Its roots do not lie in philistinism, ignorance, or anything pejorative but rather in the rooted belief that art, while valuable, is not really a living activity which is available to workers. Its products are dead fetishes hanging in aesthetic mausoleums and approached, if at all, in attitude of religious deference.

At the same time, millions of workers look every day at other artefacts which are every bit as interesting as those quaint survivals of pre-industrial artisanal artistic production which hang in the Tate Gallery – they are called Television Programmes. It is only the vulgarest of prejudices which denies them the status of art.

Of course, the artefacts are the products of highly rewarded servants of capital distant in their lives and concerns from the working class. Certainly, their very evisceration is the mark of their subservience to capital.

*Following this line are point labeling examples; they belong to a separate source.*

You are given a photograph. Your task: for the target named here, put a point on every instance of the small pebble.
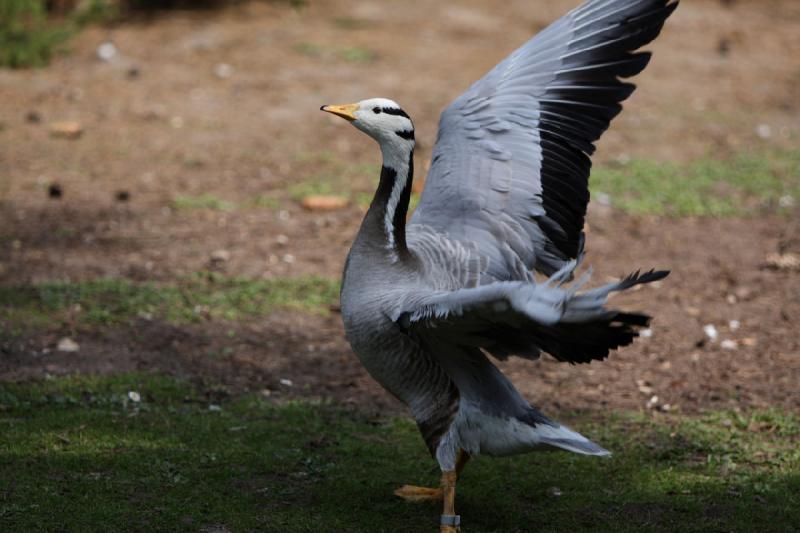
(67, 345)
(652, 402)
(764, 131)
(223, 71)
(106, 51)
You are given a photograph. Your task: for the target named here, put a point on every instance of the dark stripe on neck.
(395, 111)
(401, 210)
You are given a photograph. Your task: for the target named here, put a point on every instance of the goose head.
(380, 118)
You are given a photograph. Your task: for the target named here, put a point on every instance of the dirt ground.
(226, 104)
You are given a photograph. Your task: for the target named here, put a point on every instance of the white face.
(382, 119)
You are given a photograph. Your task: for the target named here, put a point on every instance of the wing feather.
(531, 124)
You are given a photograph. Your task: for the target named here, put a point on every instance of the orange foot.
(412, 493)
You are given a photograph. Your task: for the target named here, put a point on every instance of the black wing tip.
(636, 278)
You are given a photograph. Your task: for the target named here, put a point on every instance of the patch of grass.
(742, 185)
(27, 39)
(264, 201)
(197, 298)
(202, 201)
(353, 54)
(83, 454)
(351, 23)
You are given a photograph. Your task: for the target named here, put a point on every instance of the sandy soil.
(164, 119)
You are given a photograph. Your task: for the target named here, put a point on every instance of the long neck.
(390, 205)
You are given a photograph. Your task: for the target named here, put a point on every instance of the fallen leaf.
(66, 130)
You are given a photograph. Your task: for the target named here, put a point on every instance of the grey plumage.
(425, 304)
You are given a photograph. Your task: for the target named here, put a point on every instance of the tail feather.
(566, 439)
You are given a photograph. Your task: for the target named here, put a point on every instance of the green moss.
(81, 454)
(202, 201)
(197, 298)
(744, 185)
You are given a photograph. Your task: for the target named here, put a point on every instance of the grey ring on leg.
(450, 520)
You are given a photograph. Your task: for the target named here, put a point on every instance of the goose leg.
(450, 522)
(413, 493)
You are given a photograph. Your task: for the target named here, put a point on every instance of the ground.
(202, 135)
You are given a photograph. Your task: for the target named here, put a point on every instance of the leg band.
(450, 520)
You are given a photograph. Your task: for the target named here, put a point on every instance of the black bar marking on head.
(395, 111)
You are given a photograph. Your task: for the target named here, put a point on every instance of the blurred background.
(172, 202)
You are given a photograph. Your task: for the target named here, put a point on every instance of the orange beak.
(346, 111)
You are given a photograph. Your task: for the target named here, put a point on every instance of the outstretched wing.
(511, 164)
(518, 318)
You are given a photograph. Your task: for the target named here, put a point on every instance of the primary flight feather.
(423, 303)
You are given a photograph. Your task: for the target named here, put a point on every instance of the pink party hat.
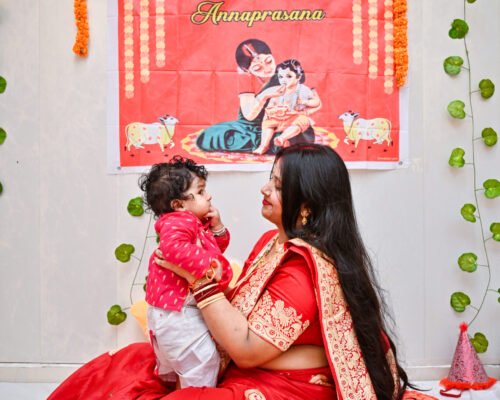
(466, 370)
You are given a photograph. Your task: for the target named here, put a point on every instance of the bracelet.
(220, 232)
(216, 297)
(205, 291)
(209, 276)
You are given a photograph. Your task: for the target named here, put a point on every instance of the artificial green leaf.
(135, 207)
(487, 88)
(453, 65)
(116, 315)
(479, 342)
(3, 135)
(495, 230)
(123, 252)
(459, 301)
(491, 188)
(468, 211)
(456, 109)
(467, 262)
(459, 29)
(489, 136)
(3, 84)
(457, 158)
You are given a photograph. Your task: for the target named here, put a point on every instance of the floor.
(40, 391)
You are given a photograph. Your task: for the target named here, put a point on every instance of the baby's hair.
(169, 181)
(294, 66)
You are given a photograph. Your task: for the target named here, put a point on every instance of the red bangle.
(205, 291)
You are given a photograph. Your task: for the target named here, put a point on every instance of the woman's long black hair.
(315, 177)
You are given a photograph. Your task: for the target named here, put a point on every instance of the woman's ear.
(177, 205)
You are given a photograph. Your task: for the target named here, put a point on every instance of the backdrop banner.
(227, 83)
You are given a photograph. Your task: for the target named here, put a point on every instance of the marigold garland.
(400, 42)
(80, 48)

Of course, the rare programmes which have a revolutionary intent are buried under a mountain of counter-revolutionary filth, and are greeted with howls of outrage from William Deedes and the like. But, nevertheless, they are living proof that complex artefacts can be a matter of passionate interest to workers.

And if their consumption can be of interest, then so can their production. If the first concession to bourgeois ideology is to admit that the commonplace definition of art, which can be shown to be very exactly a product of the bourgeoisie, is both right and natural, then the second is that the consumption of artefacts is the proper concern for ordinary mortals, while their production is a matter for special people.

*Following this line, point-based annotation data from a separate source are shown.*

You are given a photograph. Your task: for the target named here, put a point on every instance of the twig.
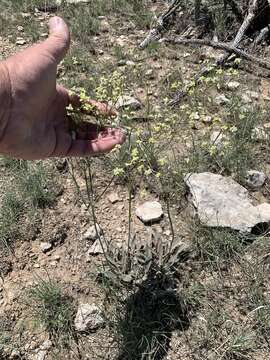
(223, 46)
(179, 95)
(262, 35)
(162, 25)
(236, 10)
(243, 28)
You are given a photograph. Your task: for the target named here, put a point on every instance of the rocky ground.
(156, 251)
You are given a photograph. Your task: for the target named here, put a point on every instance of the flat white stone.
(88, 318)
(255, 179)
(222, 202)
(150, 211)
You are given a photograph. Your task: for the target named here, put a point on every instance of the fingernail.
(55, 22)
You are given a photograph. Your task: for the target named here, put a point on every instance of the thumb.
(58, 42)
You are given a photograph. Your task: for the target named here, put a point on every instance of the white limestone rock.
(222, 202)
(88, 318)
(150, 211)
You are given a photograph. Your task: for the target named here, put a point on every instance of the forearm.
(5, 98)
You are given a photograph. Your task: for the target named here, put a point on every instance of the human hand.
(33, 116)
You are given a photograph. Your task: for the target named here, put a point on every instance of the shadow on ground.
(149, 318)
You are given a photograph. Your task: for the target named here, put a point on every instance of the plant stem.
(92, 206)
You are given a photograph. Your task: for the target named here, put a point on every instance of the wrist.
(5, 98)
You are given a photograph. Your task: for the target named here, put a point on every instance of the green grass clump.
(52, 310)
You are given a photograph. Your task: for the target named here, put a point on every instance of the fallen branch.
(231, 49)
(235, 9)
(262, 35)
(179, 95)
(241, 32)
(162, 25)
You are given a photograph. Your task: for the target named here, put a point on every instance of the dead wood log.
(262, 35)
(231, 49)
(180, 94)
(243, 28)
(162, 24)
(236, 10)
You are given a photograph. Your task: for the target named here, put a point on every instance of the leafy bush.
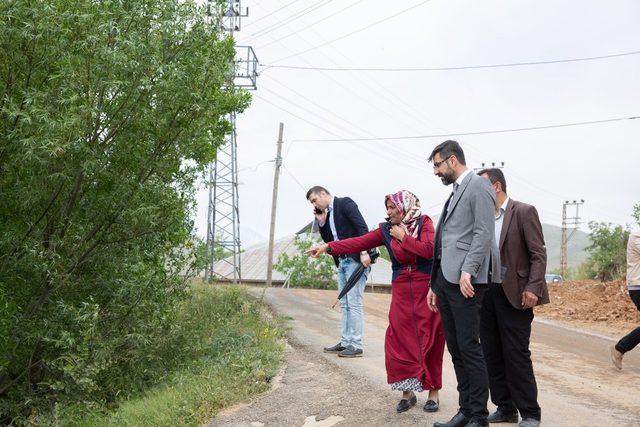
(304, 271)
(607, 252)
(109, 113)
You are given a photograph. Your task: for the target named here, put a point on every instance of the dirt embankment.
(601, 306)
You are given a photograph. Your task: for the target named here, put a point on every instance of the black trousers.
(628, 342)
(461, 321)
(505, 332)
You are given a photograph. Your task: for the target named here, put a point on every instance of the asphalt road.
(577, 384)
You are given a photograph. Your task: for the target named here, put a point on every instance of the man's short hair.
(447, 149)
(316, 189)
(495, 175)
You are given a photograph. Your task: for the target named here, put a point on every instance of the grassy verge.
(239, 350)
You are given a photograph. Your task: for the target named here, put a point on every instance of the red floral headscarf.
(409, 207)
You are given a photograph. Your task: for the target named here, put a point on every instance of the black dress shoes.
(431, 406)
(350, 351)
(406, 404)
(458, 420)
(477, 422)
(335, 349)
(502, 416)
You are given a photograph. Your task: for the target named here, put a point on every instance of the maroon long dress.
(414, 342)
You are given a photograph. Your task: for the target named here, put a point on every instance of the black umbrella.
(355, 276)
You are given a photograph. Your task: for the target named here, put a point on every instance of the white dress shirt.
(500, 220)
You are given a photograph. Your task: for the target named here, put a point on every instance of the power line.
(286, 169)
(464, 67)
(353, 32)
(293, 114)
(311, 25)
(592, 122)
(296, 15)
(271, 13)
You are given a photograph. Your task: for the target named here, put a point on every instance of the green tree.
(109, 112)
(607, 252)
(304, 271)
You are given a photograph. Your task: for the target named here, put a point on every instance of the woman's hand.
(432, 301)
(398, 232)
(316, 251)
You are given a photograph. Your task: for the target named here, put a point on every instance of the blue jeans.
(351, 304)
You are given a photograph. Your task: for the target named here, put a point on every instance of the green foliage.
(109, 112)
(304, 271)
(221, 349)
(607, 252)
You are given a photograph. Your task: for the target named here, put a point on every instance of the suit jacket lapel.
(508, 214)
(458, 194)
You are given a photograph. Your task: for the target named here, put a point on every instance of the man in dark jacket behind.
(339, 218)
(507, 308)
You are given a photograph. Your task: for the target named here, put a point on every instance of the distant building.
(254, 262)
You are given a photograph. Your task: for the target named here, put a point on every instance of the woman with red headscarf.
(414, 342)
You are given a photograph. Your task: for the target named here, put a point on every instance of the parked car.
(553, 278)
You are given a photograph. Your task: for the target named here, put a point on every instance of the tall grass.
(224, 348)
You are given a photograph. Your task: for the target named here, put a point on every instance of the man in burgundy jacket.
(507, 308)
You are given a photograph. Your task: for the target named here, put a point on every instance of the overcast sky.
(598, 163)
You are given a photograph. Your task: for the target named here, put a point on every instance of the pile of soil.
(591, 303)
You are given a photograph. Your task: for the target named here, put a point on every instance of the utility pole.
(274, 203)
(483, 165)
(568, 223)
(223, 214)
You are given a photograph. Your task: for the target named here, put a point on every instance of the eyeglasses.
(436, 165)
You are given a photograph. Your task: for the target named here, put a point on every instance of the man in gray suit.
(465, 256)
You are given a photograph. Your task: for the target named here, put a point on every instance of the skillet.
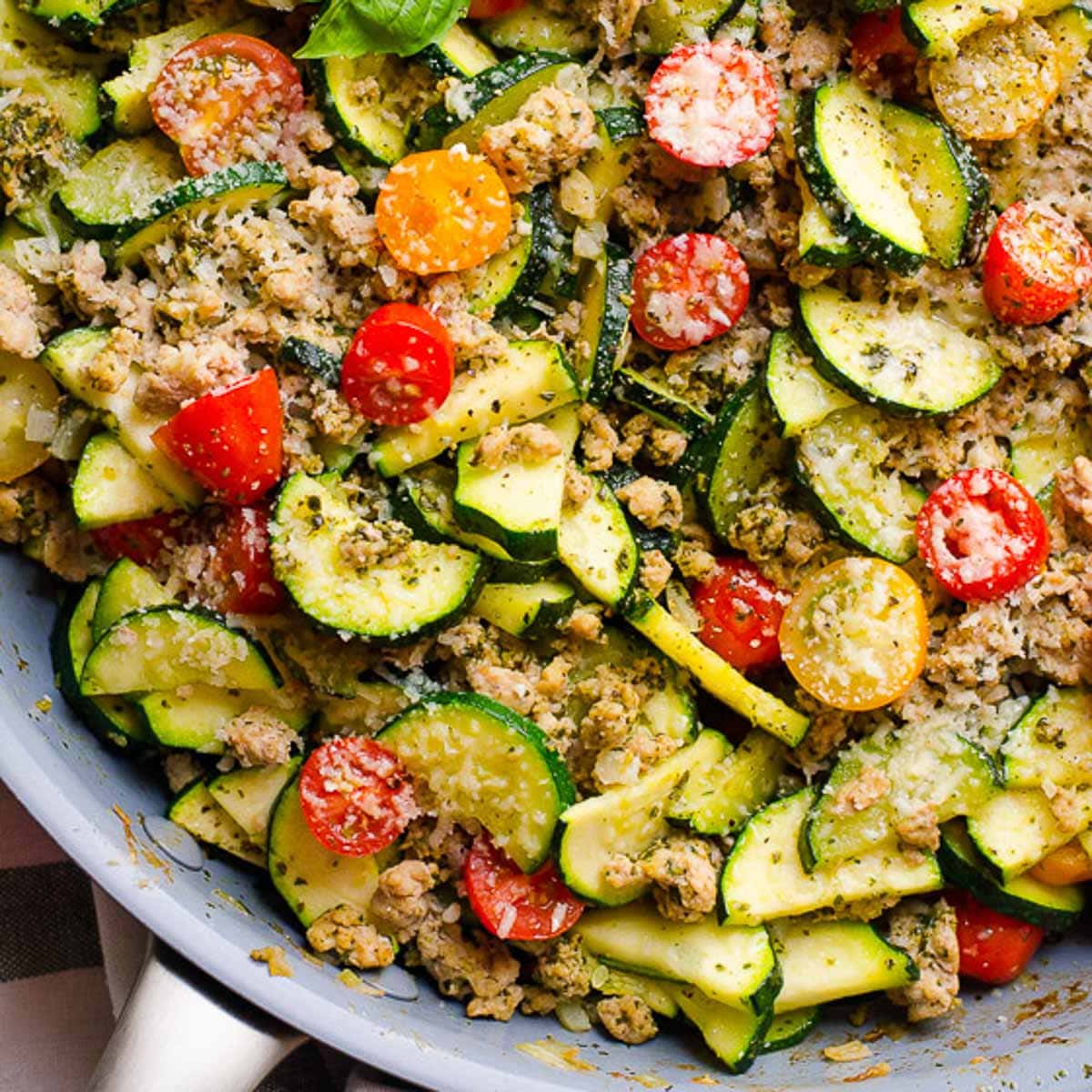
(192, 1032)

The bourgeois definition of what art is, and the bourgeois definition of how it is made, are two of the lesser chains upon our mind. They are obstacles to the self-activity of the working class, they are designed to make the mass of people think that they are ignorant, inferior, stupid, incapable, and generally fit only to be ruled by somebody else. They are chains which must be broken.

How to break the chains? Certainly not by selling the pass in the manner of Birchall and Collier. It is not that the questions that they wish to discuss are not important. It is not that people should stop reading John Donne or John Dos Passos. It is not that we should outlaw easel painting. Rather, it is a question of finding out what can actually be organised in the way of working class people producing their own artefacts. The debate about the formal properties of such artefacts, about their aesthetic excellence, even about their revolutionary efficacy, only really has any meaning if it is embedded in the practice of their production.

Of course, for a tiny party with slim resources, the possibilities are few and limited. Any beginning has to be a modest one. Any experience is worth examining closely. No matter how distant it may be to radicalised bourgeois intellectuals like me, Birchall and Collier, Rock Against Racism is a much more fruitful subject than Proust.